In July Sir John Templeton, the founder of Templeton Mutual Funds, died from pneumonia, aged 95. His death brought an end the story of a contrarian investor who was a pioneer in the American mutual fund industry. Templeton who was born in America but was a naturalised Briton, began his career in finance on Wall St in 1937. He co-founded the investment firm Templeton, Dobbrow and Vance in 1940, but it was not until 1954 that he started running mutual funds.

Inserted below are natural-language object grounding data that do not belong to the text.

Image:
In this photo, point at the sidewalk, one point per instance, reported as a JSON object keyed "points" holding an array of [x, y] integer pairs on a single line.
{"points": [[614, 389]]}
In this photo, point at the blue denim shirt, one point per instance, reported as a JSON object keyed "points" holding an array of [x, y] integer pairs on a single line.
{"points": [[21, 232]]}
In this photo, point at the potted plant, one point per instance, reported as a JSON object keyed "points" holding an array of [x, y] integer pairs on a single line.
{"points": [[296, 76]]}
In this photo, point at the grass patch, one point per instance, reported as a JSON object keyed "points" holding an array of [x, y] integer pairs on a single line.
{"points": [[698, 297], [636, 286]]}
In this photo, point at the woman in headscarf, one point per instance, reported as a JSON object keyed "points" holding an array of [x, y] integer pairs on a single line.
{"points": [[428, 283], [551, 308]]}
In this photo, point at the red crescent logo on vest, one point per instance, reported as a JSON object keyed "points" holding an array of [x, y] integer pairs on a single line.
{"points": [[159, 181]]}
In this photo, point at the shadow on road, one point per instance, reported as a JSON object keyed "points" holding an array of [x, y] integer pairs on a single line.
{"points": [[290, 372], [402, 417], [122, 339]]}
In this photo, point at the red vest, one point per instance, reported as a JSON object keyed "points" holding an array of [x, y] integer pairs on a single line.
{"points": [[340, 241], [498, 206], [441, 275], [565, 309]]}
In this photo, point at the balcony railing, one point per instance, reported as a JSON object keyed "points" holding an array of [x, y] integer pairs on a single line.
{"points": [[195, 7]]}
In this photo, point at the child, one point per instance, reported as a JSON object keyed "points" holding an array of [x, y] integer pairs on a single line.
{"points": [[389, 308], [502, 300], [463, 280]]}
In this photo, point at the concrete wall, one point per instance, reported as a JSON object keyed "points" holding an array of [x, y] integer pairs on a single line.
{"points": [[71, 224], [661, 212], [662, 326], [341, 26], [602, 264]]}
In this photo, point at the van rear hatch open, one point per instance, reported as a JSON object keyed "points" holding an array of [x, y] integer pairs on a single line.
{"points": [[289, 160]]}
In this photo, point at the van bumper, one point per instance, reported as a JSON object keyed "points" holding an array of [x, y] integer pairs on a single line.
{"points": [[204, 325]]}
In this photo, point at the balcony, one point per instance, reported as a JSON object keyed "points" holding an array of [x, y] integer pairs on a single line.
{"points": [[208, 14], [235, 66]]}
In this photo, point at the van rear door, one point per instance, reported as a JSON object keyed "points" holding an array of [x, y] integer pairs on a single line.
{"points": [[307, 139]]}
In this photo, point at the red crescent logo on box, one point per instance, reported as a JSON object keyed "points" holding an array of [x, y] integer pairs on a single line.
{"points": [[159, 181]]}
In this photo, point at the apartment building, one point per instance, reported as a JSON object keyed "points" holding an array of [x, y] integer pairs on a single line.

In October the investment trust industry said goodbye to Ian Rushbrook, managing director of the Personal Assets Trust (Pat). Rushbrook ran Pat for 18 years, over which time the trust’s assets grew from GBP 5.5m to £160m. He started his career at Ivory & Sime in 1967 and in 1975 he took over the management of the Atlantic Assets investment trust. Known for his risk averse approach to conserving investors’ capital, in July last year Rushbrook warned in an interview that the American financial sector had “created an apparently perpetual motion credit machine that could only end in disaster”. By November he had 100% of Pat into cash.